CAPÍTULO 14
A la mañana siguiente, el cielo amaneció algo
nublado. Gonzalo fue al río a por agua para prepararle un baño a Esperanza, que
se había despertado llorando y tan solo logró calmarse cuando su madre la acunó
entre sus brazos, cantándole la misma nana que Emilia le cantaba a ella de
pequeña.
El joven colocó el agua en el fuego para
calentarla.
-Gonzalo, ¿hace mucho frío? –le preguntó su
esposa-. Esas nubes no me dan buena espina.

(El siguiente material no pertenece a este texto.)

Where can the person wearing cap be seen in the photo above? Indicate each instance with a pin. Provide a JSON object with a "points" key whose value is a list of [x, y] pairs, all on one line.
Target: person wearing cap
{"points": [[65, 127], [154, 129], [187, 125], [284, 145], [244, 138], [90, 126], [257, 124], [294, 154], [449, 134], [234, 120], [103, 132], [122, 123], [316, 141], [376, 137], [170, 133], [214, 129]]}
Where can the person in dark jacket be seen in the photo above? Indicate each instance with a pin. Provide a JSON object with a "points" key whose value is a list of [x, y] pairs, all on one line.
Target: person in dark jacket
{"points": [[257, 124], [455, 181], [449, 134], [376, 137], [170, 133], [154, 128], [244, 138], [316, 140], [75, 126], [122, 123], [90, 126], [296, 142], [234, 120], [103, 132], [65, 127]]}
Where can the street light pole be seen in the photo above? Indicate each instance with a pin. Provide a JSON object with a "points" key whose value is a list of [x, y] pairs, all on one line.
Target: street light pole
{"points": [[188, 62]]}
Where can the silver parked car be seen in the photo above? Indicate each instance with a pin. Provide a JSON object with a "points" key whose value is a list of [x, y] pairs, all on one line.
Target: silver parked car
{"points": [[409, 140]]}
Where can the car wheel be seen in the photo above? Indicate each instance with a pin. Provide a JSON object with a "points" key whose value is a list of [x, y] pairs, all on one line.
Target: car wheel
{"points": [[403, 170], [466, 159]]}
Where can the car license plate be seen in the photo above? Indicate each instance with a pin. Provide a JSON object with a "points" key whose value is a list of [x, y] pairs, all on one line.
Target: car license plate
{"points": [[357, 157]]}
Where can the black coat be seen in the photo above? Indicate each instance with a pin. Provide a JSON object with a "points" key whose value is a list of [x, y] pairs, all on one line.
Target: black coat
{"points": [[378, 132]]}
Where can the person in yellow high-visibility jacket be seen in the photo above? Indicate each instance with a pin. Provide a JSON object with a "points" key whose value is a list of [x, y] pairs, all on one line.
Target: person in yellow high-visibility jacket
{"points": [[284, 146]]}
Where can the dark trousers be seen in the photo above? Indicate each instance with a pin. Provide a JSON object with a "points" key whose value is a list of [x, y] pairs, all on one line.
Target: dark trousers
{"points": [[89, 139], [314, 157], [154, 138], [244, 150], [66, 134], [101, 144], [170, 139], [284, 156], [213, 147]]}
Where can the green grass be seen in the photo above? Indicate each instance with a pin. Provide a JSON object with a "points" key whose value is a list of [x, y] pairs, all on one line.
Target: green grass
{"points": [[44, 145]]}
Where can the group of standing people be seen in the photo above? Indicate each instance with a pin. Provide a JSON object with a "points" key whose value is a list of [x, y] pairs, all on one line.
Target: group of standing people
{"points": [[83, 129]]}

Él no respondió. Estaba tan absorto en sus
pensamientos, a la vez que colocaba el puchero al fuego, que ni cuenta se dio
de que María le estaba hablando.
Entonces volvió a la realidad; parpadeó
varias veces y se volvió hacia ella.
-Estaba pensando en Aurora –le confesó con
pesar, sentándose junto al fuego y mirándose las manos, conteniendo la rabia
que le embargaba no poder verla-. Me gustaría despedirme de mi hermana, María.
La joven se acercó a él y le acarició el
hombro, comprendiendo su pena.
-A mí también –convino ella-, pero ambos
sabemos que no es buena idea. Aurora todavía no está recuperada y revelarle la
verdad podría suponerle un retroceso.
-Lo sé –murmuró con rabia-. Pero es mi
hermana. No se merece que la mantengamos en la ignorancia, sufriendo por
nuestra supuesta muerte.
-No será siempre así, mi amor –trató de
hacerle entrar en razón ella-. Mis padres le contarán la verdad cuando lo crean
conveniente. Y siempre podrá venir a vernos allá donde estemos.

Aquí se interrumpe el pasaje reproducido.